In ihren eigenen Kursen versucht Yogalehrerin Sabine Laube ihren Schülern auch immer etwas aus der indischen Lehre mit auf den Weg zu geben. Das vom Yoga bekannte „Namaste“ beispielsweise ist eine Grußformel aus dem asiatischen Raum und bedeutet so viel wie „Ich verneige mich vor dir“, erklärt Sabine Laube. Sie sieht darin einen weiteren wichtigen Aspekt für ihre Yogapraxis: „Es geht darum, gegenseitig voneinander zu lernen.“
Aus welchen Gründen auch immer man sich dazu entscheidet dem Trend anzuschließen und Yoga zu praktizieren, man kann vor allem eines lernen: zur Ruhe zu kommen. Daher schließt eine Yogastunde bei Sabine Laube auch mit dem sogenannten „Shavasana“. Das bedeutet übersetzt „Totenstellung“ und sollte auch den letzten quälenden Gedanken an den stressigen Alltag zerfließen lassen. Namaste.
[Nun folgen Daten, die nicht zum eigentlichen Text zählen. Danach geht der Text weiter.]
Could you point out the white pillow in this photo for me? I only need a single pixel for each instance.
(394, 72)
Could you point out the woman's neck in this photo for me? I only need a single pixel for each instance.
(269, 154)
Das Semester an der VHS läuft bereits. Doch bei einigen Kursen sind noch Anmeldungen möglich. Mehr Informationen gibt es unter www.vhs-backnang.de.
Für Kurse im Hatha-Yoga kann man sich noch für die Warteliste anmelden, doch die Kurse beginnen bereits heute. Ansonsten muss man sich bis kommendes Semester gedulden. Beim Hatha-Yoga erwartet die Teilnehmer eine anfängertaugliche Mischung aus Entspannung und Bewegung, fern von Leistungsgedanken.
Immer wieder gibt es Yogakurse in der Natur. Zum Beispiel sind für diesen Freitag noch Plätze bei einer stillen Wanderung mit Meditation im Schwäbisch-Fränkischen Wald frei. Im April bietet die VHS zudem Yoga im Plattenwald sowie Yoga auf der Wiese in Weissach im Tal an. Das bewusste Erleben der Natur steht hierbei im Vordergrund. Auch ein Lachyogakurs findet an der frischen Luft in Backnang statt. „Lachyoga ist vielleicht etwas speziell, aber Lachen ist gesund und löst“, sagt die VHS-Leiterin Eckert.
Freie Plätze gibt es auch noch am 26. März für einen Workshop über Lu Jong, tibetisches Yoga. Kochbegeisterte können sich zudem für einen Kurs in vegetarischindischer Küche am 2. April anmelden. Man kommt allerdings nur auf die Warteliste.